Scan the project broadly to find all ML-related artifacts:
# Model artifacts
find . -type f \( -name "*.pkl" -o -name "*.joblib" -o -name "*.onnx" -o -name "*.pt" -o -name "*.pth" -o -name "*.h5" -o -name "*.savedmodel" -o -name "*.mlmodel" \) 2>/dev/null | head -30
# Training scripts and configs
find . -type f -name "*.py" | xargs grep -l "model\.fit\|model\.train\|trainer\.train\|\.compile(" 2>/dev/null | head -20
# ML dependencies
cat requirements.txt 2>/dev/null | grep -iE "sklearn|torch|tensorflow|xgboost|lightgbm|mlflow|wandb|sagemaker|vertex|huggingface|transformers|langchain|anthropic|openai"

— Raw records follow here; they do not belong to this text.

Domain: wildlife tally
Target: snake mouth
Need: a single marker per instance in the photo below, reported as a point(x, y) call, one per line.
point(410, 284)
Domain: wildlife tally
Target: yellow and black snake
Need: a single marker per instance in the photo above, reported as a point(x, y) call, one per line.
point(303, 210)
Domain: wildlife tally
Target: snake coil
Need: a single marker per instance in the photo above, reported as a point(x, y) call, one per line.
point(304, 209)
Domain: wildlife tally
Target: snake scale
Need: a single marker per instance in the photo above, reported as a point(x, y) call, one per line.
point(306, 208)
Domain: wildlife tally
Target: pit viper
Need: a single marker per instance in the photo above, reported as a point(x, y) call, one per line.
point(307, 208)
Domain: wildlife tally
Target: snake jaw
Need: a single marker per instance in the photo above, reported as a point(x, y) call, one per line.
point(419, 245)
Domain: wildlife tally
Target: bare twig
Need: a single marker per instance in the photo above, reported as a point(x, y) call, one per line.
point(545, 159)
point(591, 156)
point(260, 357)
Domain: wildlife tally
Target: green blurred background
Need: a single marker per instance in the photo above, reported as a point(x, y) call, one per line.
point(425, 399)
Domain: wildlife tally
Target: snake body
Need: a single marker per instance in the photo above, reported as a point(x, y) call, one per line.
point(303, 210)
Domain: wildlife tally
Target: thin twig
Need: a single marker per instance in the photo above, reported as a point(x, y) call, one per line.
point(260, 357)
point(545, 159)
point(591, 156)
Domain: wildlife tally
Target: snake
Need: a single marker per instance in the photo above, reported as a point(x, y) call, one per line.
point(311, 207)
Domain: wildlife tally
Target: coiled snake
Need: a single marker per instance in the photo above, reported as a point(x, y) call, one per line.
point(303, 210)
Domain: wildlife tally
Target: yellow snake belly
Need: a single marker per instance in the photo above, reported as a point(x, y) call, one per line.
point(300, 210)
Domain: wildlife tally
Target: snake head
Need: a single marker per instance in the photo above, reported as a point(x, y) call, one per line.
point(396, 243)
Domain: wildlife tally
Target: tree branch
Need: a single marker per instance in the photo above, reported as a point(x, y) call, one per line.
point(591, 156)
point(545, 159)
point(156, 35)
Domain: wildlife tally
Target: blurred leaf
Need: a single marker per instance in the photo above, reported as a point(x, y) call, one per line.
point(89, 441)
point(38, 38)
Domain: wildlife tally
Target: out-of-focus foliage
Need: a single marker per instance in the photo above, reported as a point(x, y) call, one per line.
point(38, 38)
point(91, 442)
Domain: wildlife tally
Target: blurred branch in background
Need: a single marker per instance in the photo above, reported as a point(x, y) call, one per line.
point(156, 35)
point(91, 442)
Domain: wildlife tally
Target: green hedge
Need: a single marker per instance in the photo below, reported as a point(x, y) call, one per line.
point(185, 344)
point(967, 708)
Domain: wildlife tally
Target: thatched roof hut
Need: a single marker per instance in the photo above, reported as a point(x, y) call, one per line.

cat pyproject.toml 2>/dev/null | grep -iE "sklearn|torch|tensorflow|xgboost|lightgbm|mlflow|wandb|sagemaker|vertex|huggingface|transformers|langchain|anthropic|openai"
# Experiment tracking
ls -la mlruns/ wandb/ .neptune/ 2>/dev/null
# ML configs
find . -type f \( -name "*.yaml" -o -name "*.yml" -o -name "*.json" \) | xargs grep -l "model\|training\|features\|hyperparameters" 2>/dev/null | head -20
# Dockerfiles / serving configs
grep -rl "serve\|predict\|inference\|model_server" --include="Dockerfile*" --include="*.yaml" --include="*.yml" . 2>/dev/null | head -10
# Notebooks
find . -type f -name "*.ipynb" 2>/dev/null | head -20
Inventory every model that's serving predictions:
Inventory every training pipeline:
Inventory data and feature infrastructure:
Assess experiment tracking maturity:
Assess production monitoring:
Estimate the cost of ML infrastructure:
Present the full inventory:
## ML Reconnaissance Report
### Model Inventory
| Model | Predicts | Framework | Serving | Frequency | Health |
|-------|----------|-----------|---------|-----------|--------|
| [name] | [what] | [framework] | [how] | [volume] | [status] |
### Training Pipelines
| Pipeline | Schedule | Platform | Duration | Automated |
|----------|----------|----------|----------|-----------|
| [name] | [freq] | [where] | [time] | [yes/no] |
### Data & Features
- Data sources: [list]
- Feature store: [yes/no — which]
- Training/serving parity: [verified/unverified/skewed]
### Experiment Tracking
- Tool: [name or "none"]
- Reproducibility: [can/cannot reproduce deployed model]
### Monitoring
- Model metrics monitoring: [yes/no]
- Drift detection: [yes/no]
- Alerting: [yes/no]
- Feedback loop: [yes/no]
### Cost Estimate
- Training: $[X]/month
- Serving: $[X]/month
- Data/storage: $[X]/month
- Total ML infra: $[X]/month
### Health Summary
- [model]: [status emoji + one-line assessment]
### Top Risks
1. [risk] — [impact]
2. [risk] — [impact]
3. [risk] — [impact]
If output exceeds the 40-line CLI budget, invoke /atlas-report with the full findings. The HTML report is the output. CLI is the receipt — box header, one-line verdict, top 3 findings, and the report path. Never dump analysis to CLI.